We have identified breaches in relation to keeping people safe from preventable harm such as medicines management and falls and fire safety risks. We also found concerns regarding safeguarding, responding to changes in people’s needs, deploying suitably qualified staff and poor governance at this inspection. Please see the action we have told the registered provider to take at the end of this report. Full information about CQC’s regulatory response to the more serious concerns found during inspections is added to reports after any representations and appeals have been concluded.

Follow up

We will meet with the provider following this report being published to discuss the future of the home. We will work with the local authority to monitor progress. We will continue to monitor information we receive about the service, which will help inform when we next inspect.

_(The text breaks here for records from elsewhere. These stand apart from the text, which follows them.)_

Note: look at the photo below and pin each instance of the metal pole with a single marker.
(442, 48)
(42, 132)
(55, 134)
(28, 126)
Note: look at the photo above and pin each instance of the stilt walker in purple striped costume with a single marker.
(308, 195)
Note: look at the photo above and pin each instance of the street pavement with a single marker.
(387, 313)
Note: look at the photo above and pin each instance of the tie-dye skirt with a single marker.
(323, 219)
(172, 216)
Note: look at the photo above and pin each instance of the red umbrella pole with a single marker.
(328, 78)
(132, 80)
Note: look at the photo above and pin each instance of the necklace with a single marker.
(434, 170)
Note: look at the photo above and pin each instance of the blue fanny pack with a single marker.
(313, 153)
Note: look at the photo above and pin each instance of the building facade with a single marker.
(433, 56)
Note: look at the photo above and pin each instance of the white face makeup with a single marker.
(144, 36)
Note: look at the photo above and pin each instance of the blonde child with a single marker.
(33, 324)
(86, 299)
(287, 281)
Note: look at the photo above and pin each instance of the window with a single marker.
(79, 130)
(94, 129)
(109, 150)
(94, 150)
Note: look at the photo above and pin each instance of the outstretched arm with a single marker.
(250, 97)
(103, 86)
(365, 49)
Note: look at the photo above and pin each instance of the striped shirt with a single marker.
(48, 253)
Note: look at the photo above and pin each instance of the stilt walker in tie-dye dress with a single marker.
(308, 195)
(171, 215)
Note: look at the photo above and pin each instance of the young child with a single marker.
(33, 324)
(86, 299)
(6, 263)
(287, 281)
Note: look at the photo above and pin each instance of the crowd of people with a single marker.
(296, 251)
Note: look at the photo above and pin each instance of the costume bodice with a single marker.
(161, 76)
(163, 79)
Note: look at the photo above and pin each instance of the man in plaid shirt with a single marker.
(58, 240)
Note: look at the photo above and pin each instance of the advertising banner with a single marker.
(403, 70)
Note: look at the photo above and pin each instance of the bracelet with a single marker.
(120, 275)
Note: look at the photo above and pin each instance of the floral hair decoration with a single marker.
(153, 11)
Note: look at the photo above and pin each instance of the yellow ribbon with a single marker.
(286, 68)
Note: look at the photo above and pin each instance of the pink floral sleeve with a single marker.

The overall rating for this service is ‘Inadequate’ and the service is therefore in ‘special measures’. This means we will keep the service under review and, if we do not propose to cancel the registered provider’s registration, we will re-inspect within six months to check for significant improvements.

If the registered provider has not made enough improvement within this timeframe. And there is still a rating of inadequate for any key question or overall rating, we will take action in line with our enforcement procedures. This will mean we will begin the process of preventing the registered provider from operating this service. This will usually lead to cancellation of their registration or to varying the conditions the registration.

For adult social care services, the maximum time for being in special measures will usually be no more than 12 months. If the service has demonstrated improvements when we inspect it and it is no longer rated as inadequate for any of the five key questions it will no longer be in special measures.